Veterans Possibly Being Shortchanged

Team Infidel

Forum Spin Doctor
Boston Globe
April 13, 2007
Injury ratings rapped by report
By Hope Yen, Associated Press
WASHINGTON -- The Army might be shortchanging injured soldiers by rating the severity of their disabilities with a system that is both unwieldy and inconsistent, the head of a special commission said yesterday.
Pentagon officials denied those who rate the disabilities would cheat service members but pledged to investigate.
"I'm trying to make sense of this finding," acting Army Secretary Pete Geren said.
Meanwhile, two Democratic senators criticized the Department of Veterans Affairs, expressing concern that President Bush's nominee to be VA's undersecretary for health, Michael Kussman, was long aware of problems at Walter Reed Army Medical Center but didn't respond.
"The warning lights were flashing at Walter Reed years ago, but the Bush administration chose to ignore the problem, and our injured service members paid the price," said Senator Patty Murray, a Washington Democrat.
Testimony to Congress yesterday by retired Lieutenant General James Terry Scott, chairman of the Veterans Disability Benefits Commission, is the latest to document problems in a system under extra strain as service members return from Iraq and Afghanistan.
Scott suggested there could be an effort to keep costs down as the military rates the severity of soldiers' disabilities. He said the Pentagon "has strong incentive to assign ratings less than 30 percent" so the military won't have to pay disability benefits.
VA ratings tend to be higher, due to a separate system that gives consideration to whether injured veterans are afflicted with multiple disabilities.
"It is apparent that service members are not well served," Scott said at an unusual joint hearing of the Senate Armed Services and Veterans Affairs committees.
His commission was formed in 2004 to study ways to improve the benefits system. It is expected to issue a report later this year.
A VA spokesman responded late yesterday that the department was aware of bureaucratic problems cited by Walter Reed patients, who sometimes fall in a gray area between Pentagon and VA care.

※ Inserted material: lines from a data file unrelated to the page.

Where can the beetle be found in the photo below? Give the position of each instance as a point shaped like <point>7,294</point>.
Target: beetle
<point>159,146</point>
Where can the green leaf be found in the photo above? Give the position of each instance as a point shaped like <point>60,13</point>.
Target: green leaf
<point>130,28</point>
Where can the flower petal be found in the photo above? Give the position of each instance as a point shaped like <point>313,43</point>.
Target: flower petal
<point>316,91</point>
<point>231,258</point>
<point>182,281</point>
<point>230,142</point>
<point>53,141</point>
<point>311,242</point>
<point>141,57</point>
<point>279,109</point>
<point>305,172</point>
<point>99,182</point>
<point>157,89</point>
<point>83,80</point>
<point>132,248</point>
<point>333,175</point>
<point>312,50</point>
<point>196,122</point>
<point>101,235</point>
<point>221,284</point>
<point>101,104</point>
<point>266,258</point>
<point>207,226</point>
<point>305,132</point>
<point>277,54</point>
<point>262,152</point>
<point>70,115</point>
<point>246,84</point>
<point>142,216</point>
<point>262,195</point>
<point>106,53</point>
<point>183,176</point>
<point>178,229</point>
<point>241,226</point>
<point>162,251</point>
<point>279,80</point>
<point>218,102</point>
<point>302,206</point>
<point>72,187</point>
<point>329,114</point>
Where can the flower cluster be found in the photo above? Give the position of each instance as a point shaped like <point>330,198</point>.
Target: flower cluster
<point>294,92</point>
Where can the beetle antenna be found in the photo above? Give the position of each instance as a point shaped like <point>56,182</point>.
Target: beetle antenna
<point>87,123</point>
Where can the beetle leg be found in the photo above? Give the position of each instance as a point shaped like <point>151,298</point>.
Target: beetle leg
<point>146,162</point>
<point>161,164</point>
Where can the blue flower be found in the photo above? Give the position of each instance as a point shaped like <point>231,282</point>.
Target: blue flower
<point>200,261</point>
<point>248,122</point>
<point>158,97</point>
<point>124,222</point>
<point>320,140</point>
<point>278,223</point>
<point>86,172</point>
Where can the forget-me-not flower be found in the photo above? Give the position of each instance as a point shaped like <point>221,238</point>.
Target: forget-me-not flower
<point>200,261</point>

The VA also came under fire by members of a Senate Appropriations subcommittee after reports that Kussman, now the acting undersecretary, and other department officials knew of problems at Walter Reed as early as 2004.
At the time, Kussman co-chaired a task force on improving veterans care and produced a report in which Walter Reed patients -- seriously wounded veterans of Iraq and Afghanistan -- stated that they were "frustrated, confused, and sometimes angry" about their experiences, according to Salon.com.